While mining and quarry activities are regulated through The Surface Mining and Reclamation Act of 1975 (also known as SMARA), the provisions of SMARA are enforced by lead agencies, including the County of Santa Cruz. This assignment calls for an employee with expertise in the technical, regulatory, environmental, fiscal, and community-related issues associated with the operation of eight quarries in Santa Cruz County, four of which are currently active. When David was assigned this program in 2002, his first challenge was to organize files that were in serious disarray, after which he undertook the analysis necessary to assess the requirements that pertained to each quarry. Based on his findings, David set out to bring each quarry into compliance with permit conditions, going out of his way to work with quarry operators, members of the public, regulators in resource protection agencies, industry personnel, and decision makers to ensure that all concerns were addressed. After eight years, all quarries in the county are now in substantial compliance with their permits. David's outstanding work in this area was recently recognized by the State Office of Mine Reclamation through the County's receipt of a Lead Agency Award, bringing honor and recognition both to David and to the County of Santa Cruz.
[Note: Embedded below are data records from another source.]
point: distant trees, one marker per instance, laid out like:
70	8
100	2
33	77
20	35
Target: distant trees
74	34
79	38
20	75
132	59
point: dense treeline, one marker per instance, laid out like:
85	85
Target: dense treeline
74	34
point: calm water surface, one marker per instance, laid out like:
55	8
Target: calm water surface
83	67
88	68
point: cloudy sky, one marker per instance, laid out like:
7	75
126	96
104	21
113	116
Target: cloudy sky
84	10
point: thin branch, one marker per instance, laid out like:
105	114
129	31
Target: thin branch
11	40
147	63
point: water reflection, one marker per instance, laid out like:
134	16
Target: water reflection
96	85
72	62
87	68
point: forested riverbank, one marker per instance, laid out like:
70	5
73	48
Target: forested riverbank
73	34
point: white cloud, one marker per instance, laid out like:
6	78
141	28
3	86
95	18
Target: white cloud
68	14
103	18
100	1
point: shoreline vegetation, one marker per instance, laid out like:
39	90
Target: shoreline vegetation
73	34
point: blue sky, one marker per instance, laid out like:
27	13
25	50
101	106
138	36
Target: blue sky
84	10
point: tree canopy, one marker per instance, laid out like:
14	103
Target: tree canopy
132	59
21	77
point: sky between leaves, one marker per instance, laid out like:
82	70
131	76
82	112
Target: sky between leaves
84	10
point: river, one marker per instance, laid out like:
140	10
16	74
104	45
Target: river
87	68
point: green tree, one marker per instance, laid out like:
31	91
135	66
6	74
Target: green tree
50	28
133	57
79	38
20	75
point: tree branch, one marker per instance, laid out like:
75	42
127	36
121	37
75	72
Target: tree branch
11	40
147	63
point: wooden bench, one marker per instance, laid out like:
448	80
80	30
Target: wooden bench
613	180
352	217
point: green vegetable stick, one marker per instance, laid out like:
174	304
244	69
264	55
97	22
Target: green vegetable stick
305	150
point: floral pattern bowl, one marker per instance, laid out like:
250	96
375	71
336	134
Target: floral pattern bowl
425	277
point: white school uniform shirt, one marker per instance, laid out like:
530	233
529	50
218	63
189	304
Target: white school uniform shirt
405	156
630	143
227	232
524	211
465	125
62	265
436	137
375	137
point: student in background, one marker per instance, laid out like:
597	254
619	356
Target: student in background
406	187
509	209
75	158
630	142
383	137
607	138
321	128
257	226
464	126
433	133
BRONZE - Shared by members of the Public Works Department Fleet Maintenance Team:
Back row, left to right:
Front Row, left to right:
The Fleet Maintenance Team is responsible for the upkeep of vehicles and motorized equipment used by the Public Works Department. When the State Air Resources Board issued an unfunded mandate to retrofit diesel engines with exhaust particle traps, members of the team were faced with a huge problem involving how to minimize the cost of retrofits--which were estimated to be $22,000 for each dump truck--with dwindling resources. The team's ingenious solution was to remove good dump beds from older trucks--which were more expensive to retrofit--and then place these good beds on newer trucks that had worn out beds. The older trucks were then surplused and the newer trucks were retrofitted at a substantial savings. Further savings were realized by refurbishing buckets on end loaders instead of purchasing new buckets. As a result of the extraordinary efforts of each member of the team to look for economical ways to keep Public Works trucks on the road while meeting new State requirements, the department realized savings of more than $100,000.